Me and Yeller are not jealous because now we can get on playing Bossy Heads and Daring Deeders by ourself. Important for the practiss. And tomorrow we choose our Instant Adventures, arrrroooo!
Yours thrilly,
Plan plan plan is what me and Yeller and Mister Marvo are up to, phew. Smells will not help, he only likes counting gold.
These are our best IAs so far (short for Instant Adventures).
Mister Marvo said did we want BANGS-U-LIKE ADVENTURE which is like a forest? You creep through it and loads of pretend hunters jump out and shoot their guns at you. Yeller said “GOOD IDEA, I LOVE LOUDNESS.”
But I said, “No, that is enough IAs for now.”
I did not want to say I am v scared of bangs, but all of a suddenly, Mister Marvo said softly, “Look deep into my eyes, my boy, and tell me. Are bangs your worst thing?” Just then Yeller did a loud sneeze, lucky for me. It made me jump plus it stopped me giving away my secret.
So Mister Marvo said, “Well done, my boy, it is plain that you do not fear bangs. Naturally you are thinking of your pupils, who will not all be as fearless as you. By the way, the Instant Adventures you have selected will cost 3 wheelbarrowsful of gold, paid in advance.”
I said, “What, before you build anything? Good joke har har.”
Then Mister Marvo got quite snarly. It made his beard slip a bit and show his sharp teeth. But quick as a chick he hid them, saying he would build us a nice X-ample of his marvellous work, a TARZAN ZIPWIRE. Good, eh?
Yours proudly,
Smells is still OK but a bit jealous and fidgety because of Mister Marvo doing planning with us.
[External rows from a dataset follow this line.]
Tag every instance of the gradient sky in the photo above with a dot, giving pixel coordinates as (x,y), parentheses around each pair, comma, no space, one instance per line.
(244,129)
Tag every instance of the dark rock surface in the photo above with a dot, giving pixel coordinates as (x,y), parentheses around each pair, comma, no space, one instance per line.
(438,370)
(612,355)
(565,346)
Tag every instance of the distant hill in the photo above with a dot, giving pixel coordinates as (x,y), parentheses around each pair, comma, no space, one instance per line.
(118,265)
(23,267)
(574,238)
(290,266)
Yesterday he kept climbing on top of his safe and falling off. Just so we would stick plasters on him.
Then Yeller had a BIG IDEA. He made Smells a tape of gold going chinkle chinkle. Now it is 1 of his best things. He sits and listens to it all the time with his Earpod on.
See, we are looking after him still.
Your trusted
Today Mister Marvo put up the mini Tarzan Zipwire in our dorm to show us.
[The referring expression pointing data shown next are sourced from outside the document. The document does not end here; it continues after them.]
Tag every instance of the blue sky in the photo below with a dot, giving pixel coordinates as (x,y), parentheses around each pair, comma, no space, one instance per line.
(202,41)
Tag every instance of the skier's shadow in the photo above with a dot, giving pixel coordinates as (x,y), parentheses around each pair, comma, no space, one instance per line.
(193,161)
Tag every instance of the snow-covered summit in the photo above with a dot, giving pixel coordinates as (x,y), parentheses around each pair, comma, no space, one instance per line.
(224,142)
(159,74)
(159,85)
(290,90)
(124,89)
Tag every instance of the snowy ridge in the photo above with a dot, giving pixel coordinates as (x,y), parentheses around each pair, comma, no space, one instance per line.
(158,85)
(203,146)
I said to Yeller, “Yeller, what do you think?” He said to me, “I THINK IT IS A BIT RUBBISH, LICKLE.” Mister Marvo said to Yeller, “With respect, my boy, Master Little is the true owner here. I advise you to keep silent.” He gave Yeller a deep look in the eyes and guess what, Yeller said, “OF COURSE, GREAT SIR, I WILL OBEY.” It is so hard to say no to Mister Marvo.
True the zipwire is a bit smaller than we hoped. More washingliney than Tarzanny. But still, we had 236 goes on it. It is good the way it makes your eyes water and blows your fur back. Also you go dong off the tyres at the end and that takes some daringness.
Mister Marvo says not to be wurrid, it is just an Example IA. When we pay him, he will build a huge big scary real 1 over a stream with pretend crocs going snap. Oo-er!
Yours phewly,
Sorry to hear about your blizzard blowing. Another white whisker day here also. So have a nice hibernate and see you in Springtime. Us cubs are much 2 busy for long zizzing.
Yes I will write down all news but not send it, just save it for when you wake up. I will put it all in my Daring Deed book that Yeller gave me. No I will not disturb, only in Emerjuncy. Like if any badness happens to my baby bruv. Which it will not, Dad, because yes I do remember what you get like when you go RAVING MAD.